4.  THE AIR FORCE WILL STUDY METHODS OF PROVIDING RATIONS WITH THE AIM OF INTRODUCING MORE FLEXIBILITY AND BETTER OPTIONS FOR LIVING-IN PERSONNEL.  FURTHER INFORMATION ON THIS WILL BE DISSEMINATED AS IT BECOMES AVAILABLE.


----------



## Strike (21 Jul 2009)

Eye In The Sky said:
			
		

> 4.  THE AIR FORCE WILL STUDY METHODS OF PROVIDING RATIONS WITH THE AIM OF INTRODUCING MORE FLEXIBILITY AND BETTER OPTIONS FOR LIVING-IN PERSONNEL.  FURTHER INFORMATION ON THIS WILL BE DISSEMINATED AS IT BECOMES AVAILABLE.

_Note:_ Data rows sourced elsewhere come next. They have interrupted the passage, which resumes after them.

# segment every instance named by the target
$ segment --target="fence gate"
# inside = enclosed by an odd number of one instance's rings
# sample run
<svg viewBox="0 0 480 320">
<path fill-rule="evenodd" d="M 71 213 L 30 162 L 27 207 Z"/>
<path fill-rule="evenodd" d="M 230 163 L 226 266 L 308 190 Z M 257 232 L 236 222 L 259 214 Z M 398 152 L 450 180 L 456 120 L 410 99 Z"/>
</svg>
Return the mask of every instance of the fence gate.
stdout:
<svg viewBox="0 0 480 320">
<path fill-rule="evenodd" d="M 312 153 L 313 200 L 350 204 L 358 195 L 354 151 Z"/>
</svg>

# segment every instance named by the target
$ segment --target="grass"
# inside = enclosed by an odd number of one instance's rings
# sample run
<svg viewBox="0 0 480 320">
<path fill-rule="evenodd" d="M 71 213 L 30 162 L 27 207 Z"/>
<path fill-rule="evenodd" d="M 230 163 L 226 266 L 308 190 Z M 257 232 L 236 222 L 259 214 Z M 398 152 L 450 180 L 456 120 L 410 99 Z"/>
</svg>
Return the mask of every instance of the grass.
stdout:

More flexible and better options would be to have the messes open during work hours, which an many air bases can be 24/7.  How do they expect to handle that?  It's probably one of the biggest reason that people de-link on flying bases.


----------



## belka (22 Jul 2009)

Strike said:
			
		

> More flexible and better options would be to have the messes open during work hours, which an many air bases can be 24/7.  How do they expect to handle that?  It's probably one of the biggest reason that people de-link on flying bases.



Exactly. When I lived in shacks, I wasn't on rations simply because I knew my sqn wouldn't let me leave and eat at the mess during lunch/supper. Box lunches also get old after the first week.


----------